Your dog doesn’t need help getting motivated for a run. While you groan at the sight of your running shoes, the pooch wags its tail and spins in circles at just the jingle of the leash.
But just grabbing any old leash off the rack and thinking you and Fido can go for a good jog with it is foolish. Hand-held leashes are easy to drop, and you can’t properly swing your arms while jerking on the leash. Luckily, there are plenty of options out there designed especially for joggers who want their best friend to tag along.
Here’s what you should look for to help make jogging and exercising with your best friend a little more fun for both of you.
This is one of the most important details to any jogging leash. If the leash doesn’t connect to your belt or wrap around your waist, it’s no good for a dog jog. For one, as you hustle along the trail a hand-held leash will be easier to drop than when you are out for a slow stroll.
But carrying a leash also means you’re going to ruin your running form. And that almost defeats the purpose of the entire exercise.
Even if you are running somewhere where the dog can safely run off the lead, the waist-connected leash is a good idea. You might fancy yourself a pretty speedy runner, but your dog is faster. Having a leash connected means the dog will have to go at your pace, and you won’t have to strain to keep up.

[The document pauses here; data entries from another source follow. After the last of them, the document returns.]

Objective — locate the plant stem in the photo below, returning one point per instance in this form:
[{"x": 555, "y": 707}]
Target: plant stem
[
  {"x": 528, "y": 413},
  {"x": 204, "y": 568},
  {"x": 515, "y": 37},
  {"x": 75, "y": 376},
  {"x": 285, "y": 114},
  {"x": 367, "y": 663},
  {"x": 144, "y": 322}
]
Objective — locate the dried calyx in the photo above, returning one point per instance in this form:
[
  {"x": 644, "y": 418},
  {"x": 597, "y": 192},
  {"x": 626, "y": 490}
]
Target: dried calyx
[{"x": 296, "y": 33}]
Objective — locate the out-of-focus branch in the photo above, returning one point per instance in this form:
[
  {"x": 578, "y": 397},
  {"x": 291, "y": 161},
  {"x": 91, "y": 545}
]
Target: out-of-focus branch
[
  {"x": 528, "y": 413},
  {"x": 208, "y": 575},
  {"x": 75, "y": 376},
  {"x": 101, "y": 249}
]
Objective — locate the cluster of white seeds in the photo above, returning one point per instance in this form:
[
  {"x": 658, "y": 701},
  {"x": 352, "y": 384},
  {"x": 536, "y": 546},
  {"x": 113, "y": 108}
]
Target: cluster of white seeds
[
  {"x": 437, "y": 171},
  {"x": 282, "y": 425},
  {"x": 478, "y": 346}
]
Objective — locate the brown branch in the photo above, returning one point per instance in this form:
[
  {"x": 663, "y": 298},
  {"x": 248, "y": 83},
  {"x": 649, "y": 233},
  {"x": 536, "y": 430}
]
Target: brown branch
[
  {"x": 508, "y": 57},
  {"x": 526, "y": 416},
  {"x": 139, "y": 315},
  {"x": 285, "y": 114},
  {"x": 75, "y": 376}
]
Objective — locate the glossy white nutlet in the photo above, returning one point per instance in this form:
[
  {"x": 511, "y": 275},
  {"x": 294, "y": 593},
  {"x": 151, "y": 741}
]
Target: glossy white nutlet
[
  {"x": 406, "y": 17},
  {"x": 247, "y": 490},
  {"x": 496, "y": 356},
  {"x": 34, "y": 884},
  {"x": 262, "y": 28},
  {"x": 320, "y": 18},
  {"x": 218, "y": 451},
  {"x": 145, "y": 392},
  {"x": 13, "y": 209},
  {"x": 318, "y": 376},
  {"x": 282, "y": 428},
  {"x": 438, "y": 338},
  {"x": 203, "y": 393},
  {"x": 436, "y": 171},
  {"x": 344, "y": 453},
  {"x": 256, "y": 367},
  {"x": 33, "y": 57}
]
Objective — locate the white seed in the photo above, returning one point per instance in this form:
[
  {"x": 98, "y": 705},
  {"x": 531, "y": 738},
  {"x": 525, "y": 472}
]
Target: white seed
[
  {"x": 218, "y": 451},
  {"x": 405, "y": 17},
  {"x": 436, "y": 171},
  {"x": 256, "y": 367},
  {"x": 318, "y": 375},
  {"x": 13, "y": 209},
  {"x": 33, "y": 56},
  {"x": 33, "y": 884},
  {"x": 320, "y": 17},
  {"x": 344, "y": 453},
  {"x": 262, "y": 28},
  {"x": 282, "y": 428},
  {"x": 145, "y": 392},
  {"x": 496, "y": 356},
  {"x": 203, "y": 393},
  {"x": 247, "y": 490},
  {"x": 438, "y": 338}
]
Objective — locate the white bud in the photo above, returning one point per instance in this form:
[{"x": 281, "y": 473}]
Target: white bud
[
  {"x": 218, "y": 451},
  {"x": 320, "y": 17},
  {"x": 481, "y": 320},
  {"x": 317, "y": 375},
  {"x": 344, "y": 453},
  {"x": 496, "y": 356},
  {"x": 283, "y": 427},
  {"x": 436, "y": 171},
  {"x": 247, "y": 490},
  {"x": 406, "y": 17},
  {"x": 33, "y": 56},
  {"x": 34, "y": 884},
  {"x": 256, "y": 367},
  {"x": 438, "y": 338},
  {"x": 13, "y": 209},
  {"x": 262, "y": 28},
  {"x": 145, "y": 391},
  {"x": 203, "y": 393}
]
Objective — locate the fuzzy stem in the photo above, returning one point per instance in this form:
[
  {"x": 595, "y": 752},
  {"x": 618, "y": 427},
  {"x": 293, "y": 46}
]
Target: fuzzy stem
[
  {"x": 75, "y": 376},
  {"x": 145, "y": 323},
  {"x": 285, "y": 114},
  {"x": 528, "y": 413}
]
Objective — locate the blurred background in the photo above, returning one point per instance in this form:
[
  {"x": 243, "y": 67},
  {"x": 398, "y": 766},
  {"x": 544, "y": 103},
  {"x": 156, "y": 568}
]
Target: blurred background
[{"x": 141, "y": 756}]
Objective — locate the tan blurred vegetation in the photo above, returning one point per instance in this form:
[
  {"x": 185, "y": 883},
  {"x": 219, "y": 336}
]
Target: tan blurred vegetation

Another perk of a leash that connects to your waist is that you can run with more than one dog. Several models make it easy to attach second and third leashes, so strap in all the dogs and hit the trail.
Give some space
If staying upright is important to you, then choosing the right length of leash needs to be a chief considerations. If the leash is too short, you are going to be kicking the dog’s back legs. If it is too long — and the dog slows down a few notches — you run the risk of getting the leash wrapped around your ankles.
Heather Ratynski, Colorado manager for Chuck and Don’s pet supply, said even dogs who are well-trained to stay close to their owner’s heels during a walk should be allowed a little extra space when they run.
It isn’t realistic to expect the pooch to stay heeled for a run, she said, so pick a leash that lets them get out in front a few feet.
Ratynski, who runs regularly with her five Dutch Shepherds — often with two or three of them at a time — said about six feet is usually the ideal leash length for running. But, as with every factor that comes into play when choosing a leash, she said it depends on the dog and the runner.
When you go for a jog with a fellow biped, the two of you likely aren’t going to keep the exact same pace for the whole run. But the little variations pass unnoticed.
That isn’t so easy for you and the pooch when you are tethered to each other. If you slow down, it means a tug on the dog’s neck. If the dog speeds up, you can expect to feel the subsequent jerk at your hips.
Luckily, leash makers are well prepared for this sort of thing. Many jogging leashes these says come with a portion of elastic, bungee-cord like material. That stretch of elasticity means those slight variations in running speed won’t matter as much.
In Colorado, getting fit with your dog isn’t limited to running on concrete. Hiking is another option.
If you are worried about your dog tearing up their paws, booties are a good option.
Ratynski said some dogs hate having their feet covered, so it is important to ease them into the new shoes. Try them on a couple paws first and let the dog get used to them before a hike, she said.
And, Ratynski says, you should avoid buying boots that you haven’t tried on the dog yet.
“The most important thing for those is fit,” she says.
Here is a look at some cool products:
Runner’s Choice Hands free leash
This one checks all the boxes you are looking for in a fitness leash. It clips to the belt, has a stretch of elastic and stretches to more than four feet long.
$47.95 at irondoggy.com
The DoggerJogger bike dog leash
If you prefer a bike ride to a run, this is the leash for you. It clips to your bike’s frame behind the pedals so you won’t get tangled, and it lets the pooch jog comfortably next to you.
$45 at doggerjogger.com
Ruffwear Bark’N Boots Polar Trex Dog Boots
With these, your dog might have fancier footwear than you do. With durable rubber soles and heavy canvas, these provide a dog ample protection from the cold and from rough ground.